Scott Morrison's economic recovery plan involves opening borders, overhauling migration and pushing JobSeekers to the country


The federal government expects the Australian economy to grow 5% this financial year and 4.5% in the next one as a result of fiscal stimulus measures. Speaking on Tuesday, Prime Minister Scott Morrison said key to the recovery strategy was restarting and overhauling temporary migration visas...




www.businessinsider.com.au


----------



## primax (Jan 28, 2021)

Jagornot said:


> Mid year looks highly unlikely in the current scenario. They are most probably going to wait till October or November to ease the restrictions little by little for non-PR holders. What they have planned for our visa validity, needs to be seen. Once they start issuing offshore grants to non-critical job codes, we can be hopeful of an upcoming border opening. I would suggest you apply for an exemption on DoHA site, though the chances of getting one are very less currently.


Agree with your assessment, Jagornot. 

Qantas is hopeful of international travel resuming in late October, but based on how careful the Australian government has been, it is more likely that they will do it in phases. 

I do think that people on temporary visas and international students will be able to travel before the general public and tourists.


----------



## kereta (Jun 3, 2016)

Hey guys, is there anything that we can do as 489 holders who do not qualify for the travel restrictions exemption? It kinda feels like the whole vaccination programme is like a roller coaster... First, problems to secure supply. Now blood clot problems. Not sure what to expect next. Do we really just observe and wait for our hard earned 489 visa to expire?


----------



## NB (Mar 29, 2017)

kereta said:


> Hey guys, is there anything that we can do as 489 holders who do not qualify for the travel restrictions exemption?
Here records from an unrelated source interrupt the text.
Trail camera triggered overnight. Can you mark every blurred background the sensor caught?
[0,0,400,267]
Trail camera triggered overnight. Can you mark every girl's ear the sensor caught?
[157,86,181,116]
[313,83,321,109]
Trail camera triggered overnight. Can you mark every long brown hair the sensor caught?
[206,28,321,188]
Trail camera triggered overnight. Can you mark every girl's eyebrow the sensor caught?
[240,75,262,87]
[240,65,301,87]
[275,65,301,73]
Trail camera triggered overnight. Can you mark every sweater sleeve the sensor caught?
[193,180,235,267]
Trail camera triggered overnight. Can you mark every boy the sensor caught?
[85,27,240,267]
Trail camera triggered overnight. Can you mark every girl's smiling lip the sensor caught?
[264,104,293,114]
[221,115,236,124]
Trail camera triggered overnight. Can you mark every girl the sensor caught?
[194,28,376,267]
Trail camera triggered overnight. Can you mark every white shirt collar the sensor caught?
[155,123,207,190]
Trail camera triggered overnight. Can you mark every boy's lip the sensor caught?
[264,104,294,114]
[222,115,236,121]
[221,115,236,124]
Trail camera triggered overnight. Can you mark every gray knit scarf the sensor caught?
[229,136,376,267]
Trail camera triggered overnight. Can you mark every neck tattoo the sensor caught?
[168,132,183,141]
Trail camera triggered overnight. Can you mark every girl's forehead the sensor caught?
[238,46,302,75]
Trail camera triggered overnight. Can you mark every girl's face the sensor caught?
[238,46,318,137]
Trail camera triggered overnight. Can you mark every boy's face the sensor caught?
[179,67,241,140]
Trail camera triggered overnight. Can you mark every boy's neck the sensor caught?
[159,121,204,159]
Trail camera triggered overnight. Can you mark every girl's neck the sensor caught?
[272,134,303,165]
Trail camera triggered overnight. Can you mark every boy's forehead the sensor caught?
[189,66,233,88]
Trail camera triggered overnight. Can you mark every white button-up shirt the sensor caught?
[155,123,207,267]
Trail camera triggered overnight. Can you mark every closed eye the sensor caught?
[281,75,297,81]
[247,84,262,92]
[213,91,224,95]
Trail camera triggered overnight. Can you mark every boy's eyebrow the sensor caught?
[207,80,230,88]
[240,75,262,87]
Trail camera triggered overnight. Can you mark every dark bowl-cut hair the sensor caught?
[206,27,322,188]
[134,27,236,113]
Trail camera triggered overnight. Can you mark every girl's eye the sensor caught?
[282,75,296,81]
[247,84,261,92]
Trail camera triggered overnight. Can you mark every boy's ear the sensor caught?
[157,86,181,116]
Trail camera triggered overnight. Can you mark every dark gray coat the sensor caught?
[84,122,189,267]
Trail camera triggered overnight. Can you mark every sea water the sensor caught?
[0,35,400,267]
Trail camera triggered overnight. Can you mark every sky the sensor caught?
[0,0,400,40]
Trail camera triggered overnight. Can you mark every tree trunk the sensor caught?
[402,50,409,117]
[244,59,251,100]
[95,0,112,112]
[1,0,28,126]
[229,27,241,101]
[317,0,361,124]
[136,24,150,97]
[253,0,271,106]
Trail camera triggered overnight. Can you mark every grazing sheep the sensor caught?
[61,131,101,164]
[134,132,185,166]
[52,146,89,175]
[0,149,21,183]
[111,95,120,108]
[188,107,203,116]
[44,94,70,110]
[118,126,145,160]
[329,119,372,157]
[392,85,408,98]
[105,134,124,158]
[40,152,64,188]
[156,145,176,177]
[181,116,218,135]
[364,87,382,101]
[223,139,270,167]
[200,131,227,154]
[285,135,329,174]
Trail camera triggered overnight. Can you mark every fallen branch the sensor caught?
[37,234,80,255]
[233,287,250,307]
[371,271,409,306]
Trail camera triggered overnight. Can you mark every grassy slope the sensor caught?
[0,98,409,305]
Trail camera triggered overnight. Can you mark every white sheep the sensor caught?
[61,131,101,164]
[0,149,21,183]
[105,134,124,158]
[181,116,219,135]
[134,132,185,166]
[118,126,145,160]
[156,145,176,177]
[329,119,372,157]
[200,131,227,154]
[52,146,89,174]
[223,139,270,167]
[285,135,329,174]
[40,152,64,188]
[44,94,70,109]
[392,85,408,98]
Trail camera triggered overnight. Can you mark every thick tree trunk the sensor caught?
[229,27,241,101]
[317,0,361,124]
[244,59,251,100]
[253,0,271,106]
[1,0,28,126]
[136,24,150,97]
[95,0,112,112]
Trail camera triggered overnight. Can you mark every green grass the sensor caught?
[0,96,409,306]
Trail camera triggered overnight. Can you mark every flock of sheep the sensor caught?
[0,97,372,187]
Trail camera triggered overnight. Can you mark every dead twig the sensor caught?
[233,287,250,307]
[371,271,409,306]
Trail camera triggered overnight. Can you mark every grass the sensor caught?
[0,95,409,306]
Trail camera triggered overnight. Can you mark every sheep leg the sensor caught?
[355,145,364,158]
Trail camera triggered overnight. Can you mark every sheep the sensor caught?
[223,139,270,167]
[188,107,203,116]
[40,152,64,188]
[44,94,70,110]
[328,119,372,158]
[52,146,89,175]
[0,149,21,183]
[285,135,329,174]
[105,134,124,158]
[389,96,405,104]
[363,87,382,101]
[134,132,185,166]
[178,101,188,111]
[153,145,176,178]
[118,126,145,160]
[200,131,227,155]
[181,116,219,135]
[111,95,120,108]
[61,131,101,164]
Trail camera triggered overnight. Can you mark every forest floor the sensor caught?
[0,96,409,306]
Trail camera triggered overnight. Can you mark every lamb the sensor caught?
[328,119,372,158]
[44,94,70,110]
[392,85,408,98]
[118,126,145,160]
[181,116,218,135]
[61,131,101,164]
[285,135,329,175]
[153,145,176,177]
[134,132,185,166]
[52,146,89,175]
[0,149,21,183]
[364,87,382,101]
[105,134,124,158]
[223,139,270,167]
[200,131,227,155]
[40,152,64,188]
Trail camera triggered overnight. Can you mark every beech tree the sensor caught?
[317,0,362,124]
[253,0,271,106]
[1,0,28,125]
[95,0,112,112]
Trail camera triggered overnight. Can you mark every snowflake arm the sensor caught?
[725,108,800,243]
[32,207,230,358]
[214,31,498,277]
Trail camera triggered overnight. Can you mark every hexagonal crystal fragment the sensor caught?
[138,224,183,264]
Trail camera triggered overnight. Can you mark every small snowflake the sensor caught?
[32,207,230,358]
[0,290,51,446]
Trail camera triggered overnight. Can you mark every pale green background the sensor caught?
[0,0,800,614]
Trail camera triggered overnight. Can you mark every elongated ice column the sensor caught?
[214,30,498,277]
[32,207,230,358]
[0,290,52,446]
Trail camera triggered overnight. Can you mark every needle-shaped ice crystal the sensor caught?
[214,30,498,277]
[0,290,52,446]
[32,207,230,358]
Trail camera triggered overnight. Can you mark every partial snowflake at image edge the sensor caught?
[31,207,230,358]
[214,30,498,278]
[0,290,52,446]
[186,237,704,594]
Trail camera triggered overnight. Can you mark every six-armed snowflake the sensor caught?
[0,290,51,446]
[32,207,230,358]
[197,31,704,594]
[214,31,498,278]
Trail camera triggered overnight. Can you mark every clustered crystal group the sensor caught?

It kinda feels like the whole vaccination programme is like a roller coaster... First, problems to secure supply. Now blood clot problems. Not sure what to expect next. Do we really just observe and wait for our hard earned 489 visa to expire?


Rave or rant as much as you like 
As if the DHA gives a damn
Cheers


----------



## Jagornot (Jan 23, 2018)

kereta said:


> Hey guys, is there anything that we can do as 489 holders who do not qualify for the travel restrictions exemption? It kinda feels like the whole vaccination programme is like a roller coaster... First, problems to secure supply. Now blood clot problems. Not sure what to expect next. Do we really just observe and wait for our hard earned 489 visa to expire?


Unfortunately with over 30,000 Australian citizens stranded overseas, temporary visa holders would be the least of their priorities at the moment (not that they are prioritising their citizens as well). Don't bank on their vaccination strategy too, which has fallen flat on its face. The only way is to wait it out till they decided to come out of their safety bubbles and smell the reality around. It's going to be a long hard wait.


----------



## leo379 (Jan 3, 2019)

Jagornot said:


> Unfortunately with over 30,000 Australian citizens stranded overseas, temporary visa holders would be the least of their priorities at the moment (not that they are prioritising their citizens as well). Don't bank on their vaccination strategy too, which has fallen flat on its face. The only way is to wait it out till they decided to come out of their safety bubbles and smell the reality around them. It's going to be a long hard wait.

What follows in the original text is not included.